Neben der äußeren Gestaltung spielten die Einflussmöglichkeiten der Bewohner auf den Grundriss eine zentrale Rolle. Wichtig sind eine gute Organisation der Räume sowie deren flexible Nutzbarkeit. Dies schließt die Potenziale des Gebäudes zur Anpassung an die verschiedenen Erfordernisse ein – je nach Lebensphase der Bewohner und der Immobilie. Die Sicherstellung eines angemessenen Komforts spielt dabei aus Sicht der Bewohnerinnen und Bewohner eine wesentliche Rolle: Viel Sonnenlicht und angenehme Raumtemperaturen sind maßgeblich für den Erfolg moderner Wohngebäude verantwortlich. Eine gute Wärmedämmung der Hülle und eine Bauausführung ohne Wärmebrücken und sonstige Undichtigkeiten schaffen ein im Winter wie Sommer behagliches Raumklima. Die Raumluftqualität wird erheblich durch die richtige Auswahl von Baustoffen und -produkten sowie eine ausreichende Lüftung bestimmt. Auch die Qualität des Schallschutzes hat auf die Behaglichkeit einen essenziellen Einfluss. Darüber hinaus entscheiden der Bezug zum sowie die Gestaltung des Außenraums darüber, ob sich die Bewohner wohlfühlen. Hinsichtlich der Kostenbegrenzung ist eine flächenmäßige Optimierung der Grundrisse relevant, da jeder nicht gebaute Quadratmeter Kosten spart. Architekten sind gefragt, hier qualitätsvolle Lösungen zu entwickeln.

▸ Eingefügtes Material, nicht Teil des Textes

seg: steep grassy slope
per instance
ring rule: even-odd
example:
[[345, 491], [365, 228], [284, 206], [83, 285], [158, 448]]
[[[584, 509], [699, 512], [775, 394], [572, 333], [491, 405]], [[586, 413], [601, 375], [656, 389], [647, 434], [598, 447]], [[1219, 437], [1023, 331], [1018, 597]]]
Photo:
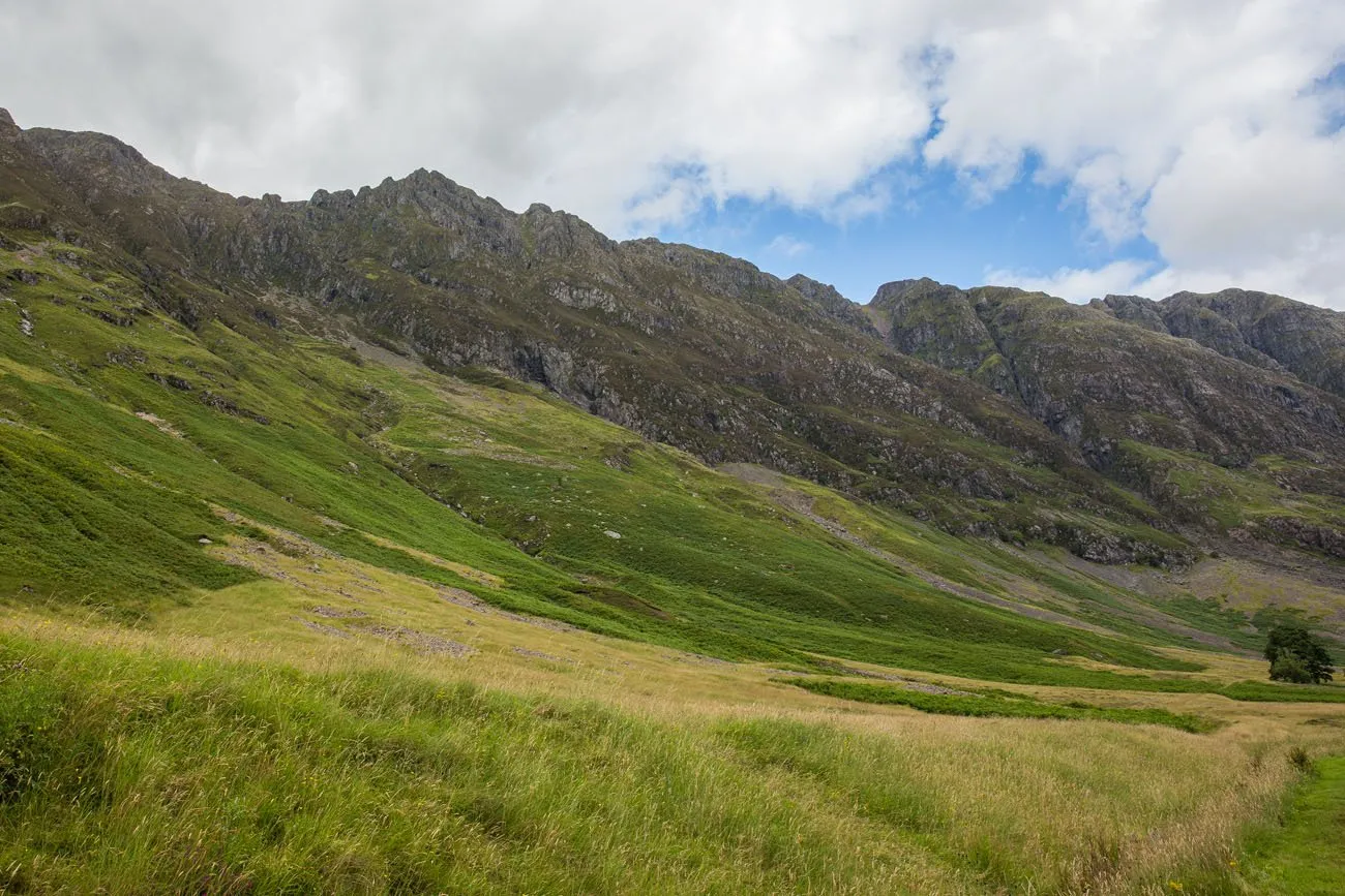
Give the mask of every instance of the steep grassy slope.
[[[23, 274], [0, 312], [0, 545], [20, 599], [153, 614], [226, 587], [250, 574], [199, 540], [247, 533], [235, 519], [508, 609], [730, 658], [807, 665], [824, 652], [1032, 680], [1065, 674], [1057, 654], [1182, 668], [1130, 639], [1171, 638], [1120, 618], [1127, 638], [939, 587], [946, 575], [1005, 594], [997, 576], [1021, 571], [994, 551], [803, 484], [781, 504], [537, 390], [260, 324], [192, 333], [56, 243], [0, 262]], [[819, 525], [819, 498], [886, 548]]]
[[834, 290], [418, 171], [234, 199], [101, 134], [0, 128], [17, 226], [121, 255], [195, 328], [291, 326], [277, 290], [441, 367], [483, 365], [703, 461], [765, 463], [954, 532], [1180, 564], [1190, 545], [995, 392], [886, 348]]
[[1120, 477], [806, 279], [8, 124], [5, 892], [1243, 893], [1345, 752], [1248, 658], [1336, 567], [1165, 568], [1329, 529], [1311, 420]]

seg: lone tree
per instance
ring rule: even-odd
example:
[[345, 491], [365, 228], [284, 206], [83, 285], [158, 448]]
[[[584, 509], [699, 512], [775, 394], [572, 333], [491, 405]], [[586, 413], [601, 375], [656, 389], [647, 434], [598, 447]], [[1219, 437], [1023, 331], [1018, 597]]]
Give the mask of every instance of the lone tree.
[[1280, 622], [1270, 630], [1266, 658], [1275, 681], [1319, 684], [1336, 672], [1326, 643], [1297, 622]]

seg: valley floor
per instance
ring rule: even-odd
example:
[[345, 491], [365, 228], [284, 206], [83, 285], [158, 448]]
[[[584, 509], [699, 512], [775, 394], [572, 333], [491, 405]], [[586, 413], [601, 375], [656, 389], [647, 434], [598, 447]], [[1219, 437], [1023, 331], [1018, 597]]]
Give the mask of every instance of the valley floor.
[[1297, 893], [1334, 873], [1293, 865], [1315, 821], [1276, 818], [1290, 748], [1345, 748], [1342, 704], [999, 685], [1220, 727], [929, 716], [344, 559], [274, 563], [288, 582], [140, 627], [7, 614], [4, 892]]

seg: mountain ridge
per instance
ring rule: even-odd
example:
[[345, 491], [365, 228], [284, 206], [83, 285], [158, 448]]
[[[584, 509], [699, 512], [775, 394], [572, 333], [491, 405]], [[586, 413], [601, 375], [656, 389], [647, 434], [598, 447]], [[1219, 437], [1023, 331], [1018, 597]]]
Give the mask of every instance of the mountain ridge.
[[[1287, 367], [1329, 357], [1329, 341], [1276, 349], [1293, 357], [1276, 367], [1247, 364], [1198, 340], [1157, 341], [1174, 324], [1132, 325], [1119, 301], [1075, 306], [927, 279], [885, 285], [861, 306], [718, 253], [616, 242], [546, 206], [512, 212], [426, 169], [309, 200], [233, 197], [113, 137], [0, 130], [0, 223], [73, 242], [97, 235], [190, 326], [219, 317], [320, 328], [336, 316], [445, 369], [539, 383], [713, 463], [765, 463], [951, 532], [1111, 562], [1182, 564], [1202, 549], [1186, 523], [1173, 525], [1162, 482], [1171, 463], [1150, 447], [1244, 472], [1284, 457], [1282, 480], [1338, 492], [1334, 473], [1321, 485], [1302, 467], [1338, 470], [1345, 402]], [[296, 298], [307, 305], [297, 316]], [[1131, 305], [1166, 320], [1169, 306], [1147, 301]], [[1255, 330], [1267, 345], [1270, 329]], [[1197, 541], [1239, 528], [1186, 516], [1202, 529]], [[1251, 531], [1333, 544], [1323, 533], [1340, 529], [1340, 514], [1309, 516], [1305, 537], [1284, 536], [1289, 524]]]

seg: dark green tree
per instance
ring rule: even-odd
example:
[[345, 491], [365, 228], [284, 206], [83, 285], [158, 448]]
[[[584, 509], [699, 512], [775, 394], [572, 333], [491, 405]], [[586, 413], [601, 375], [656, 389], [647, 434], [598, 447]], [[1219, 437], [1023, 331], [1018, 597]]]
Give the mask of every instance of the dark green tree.
[[1266, 638], [1266, 660], [1275, 681], [1330, 681], [1336, 668], [1326, 643], [1297, 622], [1280, 622]]

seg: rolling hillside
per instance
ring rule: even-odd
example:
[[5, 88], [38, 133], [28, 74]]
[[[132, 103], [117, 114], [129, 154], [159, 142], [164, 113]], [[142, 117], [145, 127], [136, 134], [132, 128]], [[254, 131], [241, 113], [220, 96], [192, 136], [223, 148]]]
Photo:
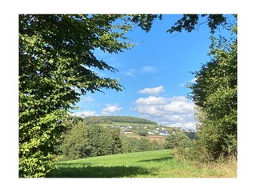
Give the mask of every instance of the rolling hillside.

Bewertung der Nachhaltigkeit im Wohnungsbau
Über eine Nachhaltigkeitsbewertung können Entscheidungen und Planungsergebnisse nachvollziehbar dokumentiert werden (Bild 4). Der Begriff „Bauqualität“ umfasst dabei zahlreiche Aspekte – beginnend bei einer adäquaten Zielsetzung, über die Gestaltungs-, Nutzungs- und Technikqualität bis hin zur Unterhaltung des Projekts. Mit dem „System zur Beschreibung und Bewertung der Qualität und Nachhaltigkeit neuer Mehrfamilienhäuser“, betrieben vom Verein zur Förderung der Nachhaltigkeit im Wohnungsbau (NaWoh), steht eine erprobte Bewertungsmethodik zur Verfügung (www.nawoh.de/uploads/pdf/NaWoh_Web.pdf) .

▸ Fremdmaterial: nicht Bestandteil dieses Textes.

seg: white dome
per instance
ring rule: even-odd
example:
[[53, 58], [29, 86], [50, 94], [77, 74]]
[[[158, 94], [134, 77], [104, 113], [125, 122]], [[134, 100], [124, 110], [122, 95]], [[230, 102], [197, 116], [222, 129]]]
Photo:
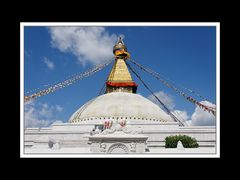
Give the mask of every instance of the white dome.
[[69, 122], [110, 119], [173, 122], [167, 113], [147, 98], [125, 92], [112, 92], [88, 101], [71, 116]]

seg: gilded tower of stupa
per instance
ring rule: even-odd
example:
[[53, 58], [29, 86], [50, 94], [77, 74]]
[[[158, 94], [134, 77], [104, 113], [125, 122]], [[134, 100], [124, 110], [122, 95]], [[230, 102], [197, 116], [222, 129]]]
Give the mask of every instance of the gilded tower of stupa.
[[136, 93], [137, 84], [132, 80], [125, 61], [130, 58], [121, 37], [113, 47], [115, 62], [106, 82], [106, 93], [129, 92]]

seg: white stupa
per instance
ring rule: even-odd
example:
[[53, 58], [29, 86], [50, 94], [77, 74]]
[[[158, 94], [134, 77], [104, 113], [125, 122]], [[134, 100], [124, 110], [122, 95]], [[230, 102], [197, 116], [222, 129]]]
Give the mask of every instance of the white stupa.
[[106, 81], [105, 94], [80, 106], [67, 123], [26, 128], [26, 155], [179, 153], [165, 148], [165, 137], [179, 134], [194, 137], [199, 144], [199, 148], [181, 153], [216, 153], [215, 127], [180, 126], [159, 106], [137, 94], [138, 85], [125, 63], [130, 55], [121, 38], [113, 53], [115, 62]]

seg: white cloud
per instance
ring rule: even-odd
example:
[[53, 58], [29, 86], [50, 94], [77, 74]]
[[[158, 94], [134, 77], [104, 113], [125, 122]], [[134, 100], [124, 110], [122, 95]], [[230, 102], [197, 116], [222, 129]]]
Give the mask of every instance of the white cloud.
[[43, 62], [47, 65], [47, 67], [50, 70], [53, 70], [55, 68], [54, 63], [50, 59], [48, 59], [47, 57], [43, 57]]
[[62, 107], [59, 105], [49, 106], [46, 103], [26, 102], [24, 105], [25, 127], [44, 127], [56, 120], [55, 113]]
[[63, 110], [63, 107], [61, 107], [61, 106], [59, 106], [59, 105], [56, 105], [56, 110], [57, 110], [58, 112], [61, 112], [61, 111]]
[[[210, 107], [215, 107], [214, 104], [211, 104], [208, 101], [201, 101], [200, 103], [210, 106]], [[193, 126], [215, 126], [216, 125], [216, 117], [207, 112], [204, 111], [203, 109], [196, 107], [194, 113], [191, 116], [191, 125]]]
[[[174, 109], [175, 103], [170, 95], [166, 94], [163, 91], [155, 92], [154, 95], [157, 96], [163, 102], [163, 104], [167, 106], [169, 110]], [[153, 95], [148, 96], [148, 99], [151, 100], [153, 103], [157, 104], [158, 106], [160, 106], [161, 108], [163, 108], [161, 103], [159, 103]]]
[[[187, 111], [177, 110], [175, 108], [175, 102], [174, 99], [166, 94], [163, 91], [159, 91], [154, 93], [167, 107], [171, 112], [181, 121], [185, 121], [185, 123], [189, 126], [215, 126], [216, 124], [216, 117], [201, 109], [200, 107], [196, 107], [195, 111], [192, 115], [188, 115]], [[148, 97], [149, 100], [157, 104], [159, 107], [162, 108], [161, 104], [156, 100], [156, 98], [153, 95], [150, 95]], [[208, 101], [201, 101], [200, 103], [210, 106], [210, 107], [216, 107], [214, 104], [211, 104]]]
[[85, 65], [103, 63], [113, 56], [117, 35], [104, 27], [49, 27], [51, 45], [61, 52], [71, 53]]

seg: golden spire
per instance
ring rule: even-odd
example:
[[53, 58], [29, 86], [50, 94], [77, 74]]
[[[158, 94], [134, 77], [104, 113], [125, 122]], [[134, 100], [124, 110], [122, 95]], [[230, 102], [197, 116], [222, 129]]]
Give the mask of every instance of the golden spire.
[[127, 52], [127, 47], [121, 37], [118, 38], [113, 47], [113, 54], [115, 55], [115, 63], [106, 82], [106, 92], [136, 93], [137, 84], [132, 80], [125, 63], [125, 60], [130, 58], [130, 54]]

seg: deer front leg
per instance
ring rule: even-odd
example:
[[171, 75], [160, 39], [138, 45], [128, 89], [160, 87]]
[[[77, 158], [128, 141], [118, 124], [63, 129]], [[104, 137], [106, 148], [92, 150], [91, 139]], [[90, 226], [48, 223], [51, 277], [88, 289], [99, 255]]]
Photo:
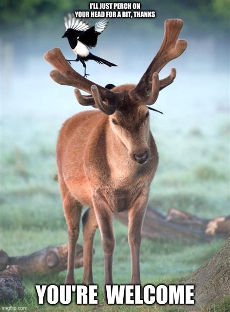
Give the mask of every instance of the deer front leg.
[[82, 218], [83, 225], [83, 253], [84, 273], [82, 284], [93, 284], [93, 246], [94, 236], [98, 227], [98, 222], [93, 208], [88, 209]]
[[65, 217], [68, 227], [68, 260], [66, 285], [75, 284], [74, 272], [76, 245], [79, 235], [82, 205], [70, 194], [61, 177], [58, 178], [62, 194]]
[[113, 227], [113, 214], [104, 197], [93, 198], [94, 212], [101, 237], [105, 265], [105, 285], [113, 284], [113, 256], [115, 248], [115, 238]]
[[148, 203], [148, 192], [143, 193], [128, 211], [128, 239], [131, 254], [131, 284], [140, 285], [140, 246], [141, 229]]

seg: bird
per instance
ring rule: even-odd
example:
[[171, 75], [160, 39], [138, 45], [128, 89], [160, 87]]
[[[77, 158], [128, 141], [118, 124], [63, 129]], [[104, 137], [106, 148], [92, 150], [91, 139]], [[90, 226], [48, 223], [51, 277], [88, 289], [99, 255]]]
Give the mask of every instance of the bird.
[[62, 38], [66, 37], [68, 39], [70, 47], [77, 55], [76, 59], [66, 59], [66, 61], [70, 65], [70, 62], [80, 61], [84, 68], [84, 77], [89, 75], [86, 73], [85, 62], [88, 60], [93, 60], [99, 64], [104, 64], [110, 67], [117, 66], [94, 55], [89, 51], [91, 48], [96, 47], [98, 36], [105, 29], [108, 22], [107, 19], [103, 19], [90, 27], [87, 21], [82, 18], [76, 18], [73, 14], [68, 13], [67, 17], [64, 18], [66, 31]]

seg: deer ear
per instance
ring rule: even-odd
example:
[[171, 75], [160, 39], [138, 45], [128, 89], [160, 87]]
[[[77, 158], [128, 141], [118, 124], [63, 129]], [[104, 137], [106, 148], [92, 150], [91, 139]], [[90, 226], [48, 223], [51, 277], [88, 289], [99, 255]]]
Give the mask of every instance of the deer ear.
[[108, 85], [106, 85], [105, 86], [105, 88], [106, 88], [107, 89], [109, 89], [109, 90], [110, 90], [115, 87], [115, 86], [113, 85], [112, 83], [108, 83]]

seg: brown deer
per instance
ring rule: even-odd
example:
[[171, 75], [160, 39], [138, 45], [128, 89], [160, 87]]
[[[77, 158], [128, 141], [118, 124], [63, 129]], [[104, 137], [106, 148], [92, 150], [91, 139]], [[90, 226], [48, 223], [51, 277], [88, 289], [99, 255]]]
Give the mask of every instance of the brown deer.
[[[158, 73], [185, 50], [178, 39], [181, 19], [168, 19], [159, 51], [137, 85], [126, 84], [112, 90], [83, 77], [55, 48], [44, 57], [56, 69], [51, 78], [72, 86], [80, 104], [92, 106], [71, 117], [60, 131], [57, 147], [58, 180], [68, 226], [68, 268], [65, 283], [74, 284], [75, 247], [82, 205], [89, 208], [82, 217], [83, 284], [93, 283], [92, 251], [99, 227], [104, 252], [105, 284], [113, 284], [113, 255], [115, 239], [115, 213], [128, 211], [128, 239], [131, 260], [131, 283], [140, 284], [139, 251], [141, 228], [150, 184], [158, 163], [158, 155], [149, 129], [147, 105], [156, 101], [159, 91], [170, 85], [176, 70], [159, 80]], [[91, 95], [82, 95], [79, 89]]]

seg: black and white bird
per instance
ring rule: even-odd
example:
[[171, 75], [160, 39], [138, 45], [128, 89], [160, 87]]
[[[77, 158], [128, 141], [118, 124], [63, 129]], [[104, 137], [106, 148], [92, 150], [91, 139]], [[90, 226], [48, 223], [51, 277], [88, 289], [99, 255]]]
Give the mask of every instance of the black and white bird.
[[70, 62], [80, 61], [84, 68], [84, 77], [87, 77], [89, 75], [86, 73], [85, 64], [85, 62], [89, 59], [92, 59], [99, 64], [105, 64], [110, 67], [117, 66], [105, 59], [96, 56], [89, 51], [89, 49], [96, 47], [98, 37], [106, 28], [109, 22], [108, 20], [101, 19], [96, 23], [94, 26], [90, 27], [86, 20], [76, 18], [74, 14], [69, 13], [67, 18], [64, 18], [64, 22], [66, 32], [62, 37], [66, 37], [68, 39], [72, 50], [77, 55], [76, 59], [66, 60], [70, 64]]

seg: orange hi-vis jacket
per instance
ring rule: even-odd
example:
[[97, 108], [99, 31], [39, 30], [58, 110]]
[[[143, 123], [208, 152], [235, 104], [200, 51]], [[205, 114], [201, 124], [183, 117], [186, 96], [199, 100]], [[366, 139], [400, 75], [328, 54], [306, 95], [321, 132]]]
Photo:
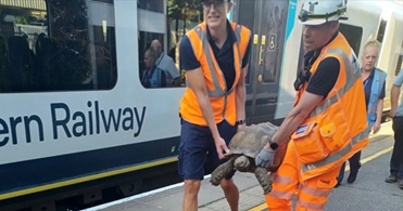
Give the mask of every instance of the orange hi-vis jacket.
[[[369, 144], [361, 67], [342, 34], [323, 48], [310, 70], [312, 76], [326, 57], [340, 63], [337, 82], [291, 135], [303, 181], [341, 166]], [[307, 83], [297, 93], [294, 106], [306, 88]]]
[[[247, 27], [236, 23], [230, 23], [230, 25], [237, 37], [237, 42], [234, 42], [236, 78], [231, 88], [227, 88], [224, 74], [214, 57], [212, 48], [210, 47], [205, 22], [199, 24], [192, 30], [187, 32], [187, 36], [193, 48], [196, 58], [199, 61], [204, 75], [215, 122], [219, 123], [223, 120], [227, 120], [228, 123], [234, 126], [237, 121], [235, 89], [240, 80], [242, 57], [245, 53], [250, 39], [250, 30]], [[198, 98], [189, 87], [191, 87], [191, 84], [189, 84], [189, 81], [187, 81], [187, 88], [180, 101], [180, 116], [190, 123], [207, 126], [201, 111]]]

Der Bund formuliert im Leitfaden „Nachhaltiges Bauen“ grundlegende Anforderungen an die Nachhaltigkeit von Gebäuden. Dabei wird besonderer Wert auf die Allgemeingültigkeit der Aussagen und die Übertragbarkeit der Herangehensweise gelegt (www.nachhaltigesbauen.de).
Gebautes Musterbeispiel
Neue Maßstäbe beim energieeffizienten Wohnen im urbanen Kontext setzt das „Aktiv-Stadthaus“, das am 8. Juli 2015 von Bundesministerin Dr. Barbara Hendricks eröffnet wurde. Der Geschossbau schließt mit 74 Wohnungen und zwei Gewerbeeinheiten eine innerstädtische Lücke. Das Gebäude soll durch den Einsatz modernster Technik mehr Energie erzeugen, als seine Nutzer verbrauchen.

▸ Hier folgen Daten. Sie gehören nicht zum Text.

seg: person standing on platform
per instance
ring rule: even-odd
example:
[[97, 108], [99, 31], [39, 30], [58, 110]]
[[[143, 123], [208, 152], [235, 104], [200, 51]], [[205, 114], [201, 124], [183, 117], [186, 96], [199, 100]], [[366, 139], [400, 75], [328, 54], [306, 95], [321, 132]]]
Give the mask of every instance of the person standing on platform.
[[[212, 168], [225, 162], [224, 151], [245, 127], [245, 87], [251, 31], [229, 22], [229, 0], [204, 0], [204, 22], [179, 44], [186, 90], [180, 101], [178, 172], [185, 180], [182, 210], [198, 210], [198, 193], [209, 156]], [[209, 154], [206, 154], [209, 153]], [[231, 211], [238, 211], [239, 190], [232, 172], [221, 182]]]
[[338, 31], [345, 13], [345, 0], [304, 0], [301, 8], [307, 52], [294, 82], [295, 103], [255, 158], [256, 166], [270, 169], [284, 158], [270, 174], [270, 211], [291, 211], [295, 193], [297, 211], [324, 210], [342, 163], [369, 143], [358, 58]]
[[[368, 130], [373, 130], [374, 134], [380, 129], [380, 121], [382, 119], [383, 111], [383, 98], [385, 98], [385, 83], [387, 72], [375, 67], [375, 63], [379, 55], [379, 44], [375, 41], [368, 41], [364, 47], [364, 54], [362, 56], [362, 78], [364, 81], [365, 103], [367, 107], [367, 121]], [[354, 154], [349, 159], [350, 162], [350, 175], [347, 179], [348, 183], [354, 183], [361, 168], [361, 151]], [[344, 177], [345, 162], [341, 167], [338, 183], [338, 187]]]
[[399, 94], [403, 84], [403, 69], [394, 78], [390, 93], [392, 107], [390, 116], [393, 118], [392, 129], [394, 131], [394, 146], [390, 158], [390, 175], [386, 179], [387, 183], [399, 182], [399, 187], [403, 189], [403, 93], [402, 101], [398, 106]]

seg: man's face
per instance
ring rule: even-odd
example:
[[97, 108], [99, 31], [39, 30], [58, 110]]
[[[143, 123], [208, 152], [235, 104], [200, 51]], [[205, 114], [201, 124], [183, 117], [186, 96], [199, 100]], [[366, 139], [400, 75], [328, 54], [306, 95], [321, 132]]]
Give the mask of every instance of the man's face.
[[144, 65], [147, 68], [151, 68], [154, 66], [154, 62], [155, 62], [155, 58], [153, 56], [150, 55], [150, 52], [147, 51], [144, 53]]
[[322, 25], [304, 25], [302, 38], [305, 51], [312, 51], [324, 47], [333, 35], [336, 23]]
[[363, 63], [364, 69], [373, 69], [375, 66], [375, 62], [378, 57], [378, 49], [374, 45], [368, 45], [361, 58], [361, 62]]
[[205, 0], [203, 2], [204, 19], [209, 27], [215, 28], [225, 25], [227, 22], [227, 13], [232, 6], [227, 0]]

Für Strom sorgen rund 330 PV-Module an der Fassade und etwa 1000 Hocheffizienzmodule auf dem Dach. Dieser Strom kann in einer Batterie im Haus gespeichert werden. Ein neu entwickeltes Display informiert jeden Mieter des Hauses jederzeit über seinen eigenen Energieverbrauch plus die aktuelle Stromerzeugung. Auch eine Carsharing-Station mit Stellplätzen und Ladestation für Elektro-Autos und -Pedelecs befindet sich im Haus. Wärme wird über den Abwasserkanal zurückgewonnen. Sämtliche Wohnungen sind barrierefrei zugänglich und verfügen über eine hochwertige Ausstattung einschließlich energieoptimierter Geräte.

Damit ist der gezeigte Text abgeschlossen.